When we finally see the mind-controlled speedsters, they’re twisted versions of their past selves. Different colored lightning pulses off of them in erratic directions as their eyes glow a menacing red. Colorist Ivan Plascencia did a tremendous job with this. These are monsters that have taken the form of Barry’s friends and family. This becomes even more frightening when they start to attack, creating these after-images all around Barry as they deliver blow after blow.
While the battle between Flash and the mind-controlled speedsters is awesome, it’s rivaled by the one between Barry and Grodd. This one takes different forms throughout The Flash #43. It starts as verbal fight, trading barbs as Barry runs through Central City. Since Grodd can read his mind, Barry has to be careful how he puts his plan together. He doesn’t want to reveal his hand.

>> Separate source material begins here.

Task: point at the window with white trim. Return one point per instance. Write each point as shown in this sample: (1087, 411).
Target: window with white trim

When they-re reunited, the battle gets physical with Grodd looming over Barry almost like King Kong. Di Giandomenico packs the pages with shots of them going at it at super speed. Grodd transforms from a poised gorilla to a rabid animal as Barry continues to evade him.
Around this point, Barry tries to tug on this family thread, both to try to get through to the speedsters and to show how Grodd crossed a line by attacking those closest to him. I don’t buy this because if Barry felt this way, he wouldn’t have selfishly tried to get his powers back instead of working with everyone. It’s like he’s learned absolutely nothing from all the crazy stuff he’s been through during this series, especially within this arc. He can’t have it both ways. He can either let these folks in and work with them or he can be a loner. Family is part of you, so you can’t just bring them in close when it’s convenient.

Also on this point, I’m surprised that Godspeed is considered family. They worked together on the police force for some time before they got their powers, but Barry put him out to pasture after Godspeed killed people. That seemed to be a line he couldn’t cross, and now he’s family and Barry will do anything for him.
While the path to get there is a little off, the final pages of The Flash #43 bring some key elements together and in typical Joshua Williamson fashion, it’s with one great cliffhanger. The Flash Family was shaken to its core and now they have the chance to stand united once again. The big question is, will they be able to continue to do that after the events of this arc?
The Flash #43 is currently available at your local comic shop and digitally through ComiXology and Amazon Kindle.